The South Sound Acquisition constitutes a business combination as defined by GAAP, which establishes principles and requirements for how the acquirer in a business combination recognizes and measures in its consolidated financial statements the identifiable assets acquired and liabilities assumed. The Company was considered the acquirer in this transaction. Accordingly, the estimated fair values of the acquired assets, including the identifiable intangible assets, and the assumed liabilities in the South Sound Acquisition were measured and recorded as of October 1, 2018. The excess of the total consideration paid over the fair value of the net assets acquired was allocated to goodwill. The South Sound Acquisition resulted in $9,481,000 of goodwill. The goodwill arising from this transaction consists largely of the synergies and expected economies of scale from combining the operations of the Company and South Sound Bank.

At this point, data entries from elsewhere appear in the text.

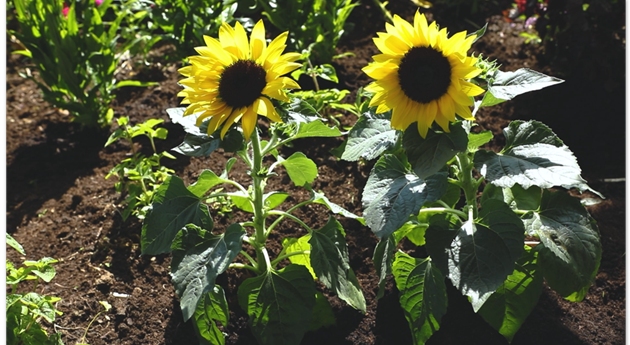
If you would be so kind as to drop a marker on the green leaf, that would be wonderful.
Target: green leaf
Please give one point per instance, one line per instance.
(393, 193)
(206, 181)
(540, 165)
(279, 304)
(522, 199)
(323, 315)
(15, 244)
(331, 263)
(428, 155)
(530, 132)
(498, 217)
(328, 72)
(508, 307)
(570, 250)
(300, 169)
(477, 139)
(371, 135)
(274, 199)
(188, 122)
(197, 143)
(173, 207)
(507, 85)
(242, 201)
(292, 245)
(198, 258)
(42, 306)
(336, 209)
(315, 129)
(136, 83)
(43, 268)
(383, 259)
(477, 259)
(213, 308)
(422, 295)
(479, 33)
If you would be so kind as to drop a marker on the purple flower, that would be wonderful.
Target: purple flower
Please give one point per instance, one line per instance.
(531, 21)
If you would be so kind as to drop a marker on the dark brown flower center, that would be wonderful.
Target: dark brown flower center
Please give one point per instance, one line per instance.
(424, 74)
(242, 83)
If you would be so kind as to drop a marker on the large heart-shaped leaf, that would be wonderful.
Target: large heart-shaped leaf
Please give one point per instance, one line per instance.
(174, 206)
(331, 263)
(393, 193)
(422, 295)
(198, 258)
(570, 250)
(370, 137)
(279, 304)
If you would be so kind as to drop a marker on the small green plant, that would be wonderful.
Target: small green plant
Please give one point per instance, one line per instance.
(107, 307)
(139, 176)
(24, 311)
(470, 209)
(317, 22)
(74, 50)
(184, 23)
(322, 100)
(280, 295)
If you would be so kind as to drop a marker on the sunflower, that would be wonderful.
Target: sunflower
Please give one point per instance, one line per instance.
(421, 74)
(233, 79)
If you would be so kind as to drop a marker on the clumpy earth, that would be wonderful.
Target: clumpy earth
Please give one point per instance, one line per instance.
(59, 204)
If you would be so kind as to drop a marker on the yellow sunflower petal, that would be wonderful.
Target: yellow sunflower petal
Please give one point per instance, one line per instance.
(382, 108)
(380, 70)
(432, 34)
(455, 91)
(443, 122)
(463, 111)
(266, 108)
(257, 40)
(454, 43)
(470, 89)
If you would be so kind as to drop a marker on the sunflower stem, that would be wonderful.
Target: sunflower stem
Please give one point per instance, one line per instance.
(468, 182)
(259, 179)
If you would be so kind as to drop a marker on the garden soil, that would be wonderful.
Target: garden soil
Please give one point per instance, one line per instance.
(59, 203)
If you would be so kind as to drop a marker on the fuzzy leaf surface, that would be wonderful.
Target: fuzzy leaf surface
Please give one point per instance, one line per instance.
(300, 168)
(428, 155)
(393, 193)
(279, 304)
(198, 258)
(570, 250)
(508, 307)
(331, 263)
(371, 135)
(422, 295)
(213, 309)
(174, 206)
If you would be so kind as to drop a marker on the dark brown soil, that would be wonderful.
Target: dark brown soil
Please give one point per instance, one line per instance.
(59, 204)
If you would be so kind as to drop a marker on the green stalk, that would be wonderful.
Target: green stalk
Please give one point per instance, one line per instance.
(468, 182)
(259, 179)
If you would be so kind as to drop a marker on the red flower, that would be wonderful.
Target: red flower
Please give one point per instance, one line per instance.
(65, 10)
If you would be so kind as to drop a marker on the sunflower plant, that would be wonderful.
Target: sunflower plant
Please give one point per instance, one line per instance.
(75, 52)
(488, 221)
(231, 82)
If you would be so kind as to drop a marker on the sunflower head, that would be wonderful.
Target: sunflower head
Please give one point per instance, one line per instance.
(421, 74)
(233, 78)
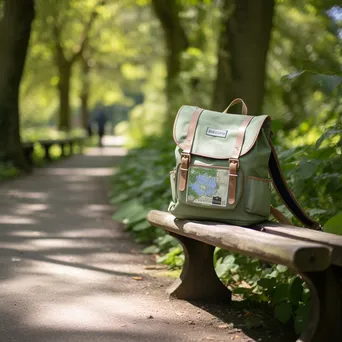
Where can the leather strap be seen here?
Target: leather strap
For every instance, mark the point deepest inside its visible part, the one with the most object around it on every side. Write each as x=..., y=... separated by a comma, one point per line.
x=286, y=194
x=187, y=147
x=236, y=101
x=279, y=216
x=240, y=137
x=234, y=160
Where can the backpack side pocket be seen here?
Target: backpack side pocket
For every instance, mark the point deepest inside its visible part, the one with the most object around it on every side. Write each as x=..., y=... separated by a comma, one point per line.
x=258, y=196
x=173, y=185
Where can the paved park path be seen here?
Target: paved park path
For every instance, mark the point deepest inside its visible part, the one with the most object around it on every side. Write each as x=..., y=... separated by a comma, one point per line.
x=67, y=270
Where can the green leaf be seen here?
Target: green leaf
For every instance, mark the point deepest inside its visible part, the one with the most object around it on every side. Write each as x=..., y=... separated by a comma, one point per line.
x=283, y=312
x=151, y=250
x=281, y=268
x=242, y=291
x=254, y=322
x=301, y=318
x=334, y=225
x=224, y=265
x=281, y=293
x=267, y=283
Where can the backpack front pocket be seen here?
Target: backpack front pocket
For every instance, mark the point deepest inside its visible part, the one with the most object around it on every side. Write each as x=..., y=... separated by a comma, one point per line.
x=208, y=186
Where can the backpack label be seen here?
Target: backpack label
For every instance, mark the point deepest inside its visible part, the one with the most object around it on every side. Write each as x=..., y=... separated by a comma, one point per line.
x=216, y=132
x=207, y=186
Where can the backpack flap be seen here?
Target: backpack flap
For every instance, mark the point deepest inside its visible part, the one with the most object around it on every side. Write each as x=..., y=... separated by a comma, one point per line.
x=216, y=133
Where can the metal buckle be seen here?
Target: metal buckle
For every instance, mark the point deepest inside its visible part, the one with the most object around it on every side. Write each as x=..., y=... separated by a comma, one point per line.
x=185, y=161
x=234, y=161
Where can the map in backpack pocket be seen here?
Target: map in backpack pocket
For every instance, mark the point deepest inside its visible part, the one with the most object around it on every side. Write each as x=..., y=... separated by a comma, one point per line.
x=207, y=186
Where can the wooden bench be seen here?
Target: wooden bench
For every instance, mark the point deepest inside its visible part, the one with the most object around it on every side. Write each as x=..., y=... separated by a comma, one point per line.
x=315, y=256
x=47, y=143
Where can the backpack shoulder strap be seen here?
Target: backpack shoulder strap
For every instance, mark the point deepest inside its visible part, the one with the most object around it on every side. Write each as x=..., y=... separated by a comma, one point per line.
x=286, y=194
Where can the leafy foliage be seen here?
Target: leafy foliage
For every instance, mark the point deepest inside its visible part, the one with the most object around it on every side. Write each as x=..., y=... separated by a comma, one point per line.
x=142, y=183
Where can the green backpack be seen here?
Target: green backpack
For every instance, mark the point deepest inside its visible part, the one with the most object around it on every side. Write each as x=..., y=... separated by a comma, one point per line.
x=223, y=162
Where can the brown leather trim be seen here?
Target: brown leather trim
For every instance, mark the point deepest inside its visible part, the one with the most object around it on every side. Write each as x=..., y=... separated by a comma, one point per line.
x=187, y=145
x=240, y=137
x=279, y=216
x=241, y=179
x=233, y=168
x=244, y=110
x=175, y=124
x=267, y=180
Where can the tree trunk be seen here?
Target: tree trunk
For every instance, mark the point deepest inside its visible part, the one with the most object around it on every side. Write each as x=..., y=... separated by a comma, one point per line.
x=64, y=120
x=15, y=29
x=85, y=93
x=176, y=42
x=242, y=54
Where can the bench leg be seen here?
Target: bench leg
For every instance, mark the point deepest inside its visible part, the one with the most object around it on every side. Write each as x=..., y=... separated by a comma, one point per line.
x=198, y=280
x=47, y=152
x=325, y=321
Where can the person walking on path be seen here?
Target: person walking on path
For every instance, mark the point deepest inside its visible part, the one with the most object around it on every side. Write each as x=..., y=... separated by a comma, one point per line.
x=101, y=120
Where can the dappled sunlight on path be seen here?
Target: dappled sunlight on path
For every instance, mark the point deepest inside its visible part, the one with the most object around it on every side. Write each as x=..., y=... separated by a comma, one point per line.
x=67, y=270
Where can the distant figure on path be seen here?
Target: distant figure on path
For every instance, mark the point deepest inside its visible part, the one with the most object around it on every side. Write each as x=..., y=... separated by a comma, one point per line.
x=101, y=120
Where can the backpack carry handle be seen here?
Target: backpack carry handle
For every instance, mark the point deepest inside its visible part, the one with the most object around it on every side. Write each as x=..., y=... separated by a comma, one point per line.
x=236, y=101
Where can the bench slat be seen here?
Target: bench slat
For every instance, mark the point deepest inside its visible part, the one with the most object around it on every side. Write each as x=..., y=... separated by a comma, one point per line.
x=300, y=255
x=305, y=234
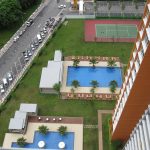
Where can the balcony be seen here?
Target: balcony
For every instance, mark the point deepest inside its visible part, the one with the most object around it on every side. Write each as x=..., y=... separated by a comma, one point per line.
x=148, y=33
x=148, y=5
x=134, y=54
x=137, y=45
x=131, y=63
x=145, y=20
x=141, y=55
x=133, y=75
x=141, y=33
x=137, y=66
x=144, y=44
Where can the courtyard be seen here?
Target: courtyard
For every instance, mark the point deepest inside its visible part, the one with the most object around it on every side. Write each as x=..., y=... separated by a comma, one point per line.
x=69, y=38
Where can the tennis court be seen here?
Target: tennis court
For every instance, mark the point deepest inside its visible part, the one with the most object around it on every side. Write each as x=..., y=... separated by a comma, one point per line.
x=111, y=30
x=115, y=31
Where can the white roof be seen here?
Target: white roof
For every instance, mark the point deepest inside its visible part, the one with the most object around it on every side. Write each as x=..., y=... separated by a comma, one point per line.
x=57, y=55
x=16, y=124
x=51, y=75
x=28, y=107
x=19, y=114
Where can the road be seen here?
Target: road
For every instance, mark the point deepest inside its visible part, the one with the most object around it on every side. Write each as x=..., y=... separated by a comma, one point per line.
x=11, y=58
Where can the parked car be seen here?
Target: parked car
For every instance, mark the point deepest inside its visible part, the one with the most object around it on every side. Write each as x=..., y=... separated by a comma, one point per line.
x=33, y=47
x=42, y=34
x=20, y=33
x=2, y=89
x=29, y=22
x=61, y=6
x=16, y=38
x=9, y=76
x=5, y=82
x=39, y=38
x=29, y=52
x=47, y=23
x=36, y=42
x=26, y=57
x=45, y=30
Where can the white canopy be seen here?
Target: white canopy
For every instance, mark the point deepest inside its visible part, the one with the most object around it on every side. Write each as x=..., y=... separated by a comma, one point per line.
x=28, y=108
x=58, y=55
x=51, y=75
x=16, y=124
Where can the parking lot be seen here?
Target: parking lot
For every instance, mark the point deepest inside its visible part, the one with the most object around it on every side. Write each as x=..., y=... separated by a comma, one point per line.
x=15, y=58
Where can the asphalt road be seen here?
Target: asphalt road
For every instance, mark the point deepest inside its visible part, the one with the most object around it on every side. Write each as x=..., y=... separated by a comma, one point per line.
x=13, y=56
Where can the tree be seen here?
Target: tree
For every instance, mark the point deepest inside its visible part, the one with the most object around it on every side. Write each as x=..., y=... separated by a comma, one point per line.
x=10, y=12
x=62, y=130
x=93, y=61
x=94, y=84
x=43, y=129
x=76, y=62
x=111, y=63
x=21, y=141
x=113, y=85
x=75, y=83
x=57, y=87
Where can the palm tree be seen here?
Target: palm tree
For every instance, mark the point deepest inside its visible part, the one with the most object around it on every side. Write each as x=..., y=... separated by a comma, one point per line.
x=76, y=62
x=113, y=85
x=75, y=83
x=57, y=87
x=62, y=130
x=43, y=129
x=93, y=61
x=21, y=141
x=94, y=84
x=111, y=63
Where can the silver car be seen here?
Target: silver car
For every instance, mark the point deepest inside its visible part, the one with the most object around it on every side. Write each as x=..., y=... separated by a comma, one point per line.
x=2, y=90
x=9, y=76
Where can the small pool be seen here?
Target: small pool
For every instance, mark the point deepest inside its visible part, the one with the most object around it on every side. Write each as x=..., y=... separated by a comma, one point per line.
x=51, y=139
x=86, y=74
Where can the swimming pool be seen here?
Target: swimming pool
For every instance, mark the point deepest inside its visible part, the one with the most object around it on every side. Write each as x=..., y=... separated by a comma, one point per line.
x=101, y=74
x=51, y=139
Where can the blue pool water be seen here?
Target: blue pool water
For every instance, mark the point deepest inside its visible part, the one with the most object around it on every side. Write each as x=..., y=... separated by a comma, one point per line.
x=51, y=139
x=86, y=74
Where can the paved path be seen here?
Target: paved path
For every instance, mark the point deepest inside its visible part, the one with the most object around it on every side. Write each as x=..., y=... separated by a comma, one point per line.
x=90, y=126
x=15, y=51
x=100, y=113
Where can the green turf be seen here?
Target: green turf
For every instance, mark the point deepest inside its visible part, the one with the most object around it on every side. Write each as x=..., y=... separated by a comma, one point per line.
x=70, y=39
x=115, y=31
x=107, y=144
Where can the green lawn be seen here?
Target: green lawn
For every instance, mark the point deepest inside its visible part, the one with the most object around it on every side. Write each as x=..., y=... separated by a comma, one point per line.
x=70, y=38
x=107, y=144
x=5, y=34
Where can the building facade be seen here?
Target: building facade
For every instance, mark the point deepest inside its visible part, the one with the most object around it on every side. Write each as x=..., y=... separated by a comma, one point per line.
x=140, y=136
x=135, y=92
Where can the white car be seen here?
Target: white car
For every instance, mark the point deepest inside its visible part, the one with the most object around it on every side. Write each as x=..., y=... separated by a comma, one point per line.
x=2, y=90
x=61, y=6
x=9, y=76
x=5, y=82
x=16, y=38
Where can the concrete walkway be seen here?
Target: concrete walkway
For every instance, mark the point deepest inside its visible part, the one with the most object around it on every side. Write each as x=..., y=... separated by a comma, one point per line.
x=100, y=134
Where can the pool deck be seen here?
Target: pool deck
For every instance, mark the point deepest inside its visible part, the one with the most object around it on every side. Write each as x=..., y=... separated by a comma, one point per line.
x=67, y=89
x=74, y=124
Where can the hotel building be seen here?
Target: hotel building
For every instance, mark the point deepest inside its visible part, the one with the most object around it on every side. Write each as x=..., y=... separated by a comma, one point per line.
x=134, y=95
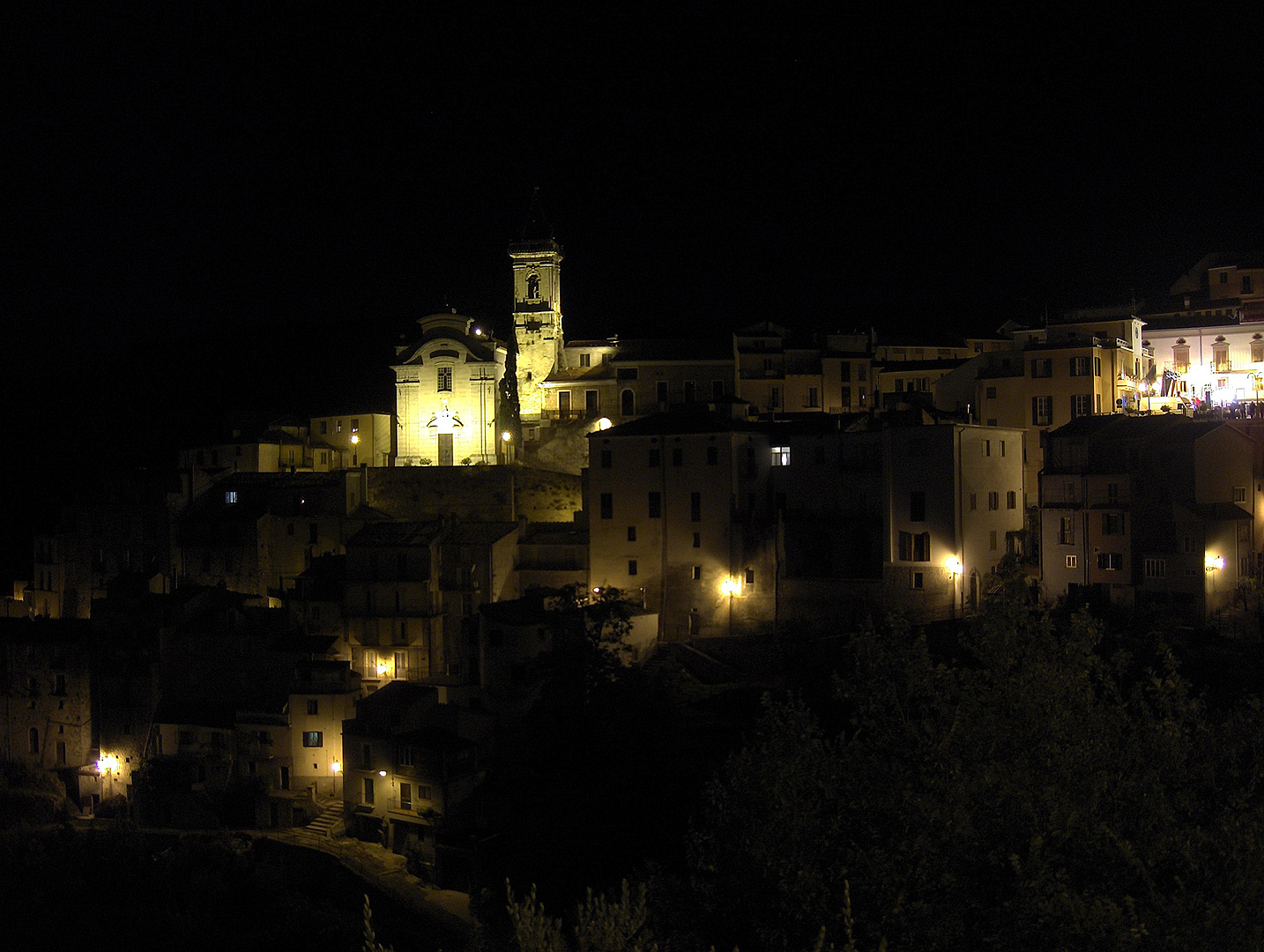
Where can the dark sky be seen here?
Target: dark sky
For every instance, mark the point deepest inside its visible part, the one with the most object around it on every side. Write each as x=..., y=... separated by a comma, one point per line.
x=221, y=209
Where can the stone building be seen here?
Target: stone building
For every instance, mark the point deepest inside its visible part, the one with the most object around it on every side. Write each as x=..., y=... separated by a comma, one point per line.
x=448, y=393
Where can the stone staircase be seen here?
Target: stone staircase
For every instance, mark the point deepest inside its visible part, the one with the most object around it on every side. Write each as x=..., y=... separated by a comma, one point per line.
x=326, y=821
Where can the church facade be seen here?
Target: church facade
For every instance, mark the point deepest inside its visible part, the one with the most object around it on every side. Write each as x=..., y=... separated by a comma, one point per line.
x=446, y=395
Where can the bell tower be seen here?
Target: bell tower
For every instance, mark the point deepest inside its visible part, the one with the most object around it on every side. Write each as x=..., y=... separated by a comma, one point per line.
x=536, y=258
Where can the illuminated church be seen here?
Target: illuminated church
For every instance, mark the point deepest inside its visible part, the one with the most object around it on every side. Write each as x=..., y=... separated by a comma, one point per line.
x=448, y=383
x=446, y=393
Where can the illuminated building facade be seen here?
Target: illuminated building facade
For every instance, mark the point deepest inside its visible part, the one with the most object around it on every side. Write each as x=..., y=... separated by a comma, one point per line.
x=725, y=524
x=1152, y=509
x=448, y=393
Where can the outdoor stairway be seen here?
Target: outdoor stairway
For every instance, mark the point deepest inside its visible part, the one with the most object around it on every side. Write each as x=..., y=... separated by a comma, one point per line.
x=326, y=821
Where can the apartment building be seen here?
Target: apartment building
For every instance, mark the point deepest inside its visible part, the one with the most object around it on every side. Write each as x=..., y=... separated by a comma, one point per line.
x=1154, y=509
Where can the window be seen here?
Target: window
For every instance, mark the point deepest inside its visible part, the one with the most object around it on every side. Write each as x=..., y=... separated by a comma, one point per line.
x=1067, y=532
x=917, y=506
x=1181, y=357
x=914, y=547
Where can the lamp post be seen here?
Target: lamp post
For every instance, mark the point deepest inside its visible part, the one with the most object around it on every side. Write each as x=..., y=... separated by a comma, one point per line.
x=955, y=570
x=730, y=587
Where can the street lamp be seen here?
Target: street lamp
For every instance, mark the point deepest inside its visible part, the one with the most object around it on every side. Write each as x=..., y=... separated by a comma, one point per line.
x=731, y=587
x=955, y=570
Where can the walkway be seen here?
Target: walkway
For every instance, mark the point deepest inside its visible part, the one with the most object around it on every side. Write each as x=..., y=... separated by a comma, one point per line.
x=448, y=909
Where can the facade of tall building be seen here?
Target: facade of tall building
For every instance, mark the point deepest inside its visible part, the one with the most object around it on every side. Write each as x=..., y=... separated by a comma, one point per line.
x=446, y=393
x=536, y=315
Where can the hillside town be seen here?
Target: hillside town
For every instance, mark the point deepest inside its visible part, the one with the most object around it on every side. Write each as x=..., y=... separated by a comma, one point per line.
x=328, y=622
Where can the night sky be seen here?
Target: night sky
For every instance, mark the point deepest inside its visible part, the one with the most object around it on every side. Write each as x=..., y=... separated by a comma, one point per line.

This goodwill is not deductible for tax purposes.

In most instances, determining the estimated fair values of the acquired assets and assumed liabilities requires the Company to estimate cash flows expected to result from those assets and liabilities and to discount those cash flows at the appropriate rate of interest. Differences may arise between contractually required payments and the expected cash flows at the acquisition date due to items such as estimated credit losses, prepayments or early withdrawal, and other factors. One of the most significant of those determinations relates to the valuation of acquired loans. For such loans, the excess of cash flows expected at acquisition over the estimated fair value is recognized as interest income over the remaining lives of the loans. In accordance with GAAP, there was no carry-over of South Sound Bank's previously established allowance for loan losses.
The following table summarizes the fair value of consideration paid, the estimated fair values of assets acquired and liabilities assumed as of the acquisition date, and the resulting goodwill relating to the transaction:

At October 1, 2018
Book ValueFair Value AdjustmentEstimated Fair Value
(Dollars in thousands)
Total acquisition consideration$35,170 
Recognized amounts of identifiable assets acquired and liabilities assumed
Identifiable assets acquired:
Cash and cash equivalents
$21,187 $— 21,187 
CDs held for investment
2,973 — 2,973 
FHLB stock
205 — 205 
Investment securities held to maturity
19,891 (189)19,702 
Investment securities available for sale
5,022 — 5,022 
Loans receivable
123,627 (2,083)121,544 
Premises and equipment
3,225 112 3,337 
OREO
25 — 25 
Accrued interest receivable
554 — 554 
BOLI
2,629 — 2,629 
CDI
— 2,483 2,483 
Loan servicing rights285 (4)281 
  Other assets
1,087 (511)576 
Total assets
180,710 (192)180,518 
Liabilities assumed:
Deposits
151,378 160 151,538 
Other liabilities and accrued expenses
3,291 — 3,291 
Total liabilities assumed
154,669 160 154,829 
Total identifiable net assets acquired
$26,041 $(352)25,689 
Goodwill recognized
$9,481 

The acquired loan portfolio was valued using Level 3 inputs (see Note 22) and included the use of present value techniques, including cash flow estimates and incorporated assumptions that the Company believes that marketplace participants would use in estimating fair values.

The operating results of the Company for the years ended September 30, 2021, 2020 and 2019 include the operating results produced by the net assets acquired in the South Sound Acquisition since the October 1, 2018 acquisition date. The Company determined that the disclosure requirements related to the amounts of revenues and earnings from the net assets acquired in the South Sound Acquisition since the October 1, 2018 acquisition date is impracticable. The financial activity and operating results of the net assets acquired in the South Sound Acquisition were commingled with the Company's financial activity and operating results as of the acquisition date.

During the year ended September 30, 2020, the Company incurred acquisition-related expenses of $2,000 related to the South Sound Acquisition. During the year ended September 30, 2019, the Company incurred acquisition-related expenses of $462,000 related to the South Sound Acquisition, of which $317,000 is included in data processing and $145,000 is included in
professional fees in the accompanying 2019 consolidated statement of income.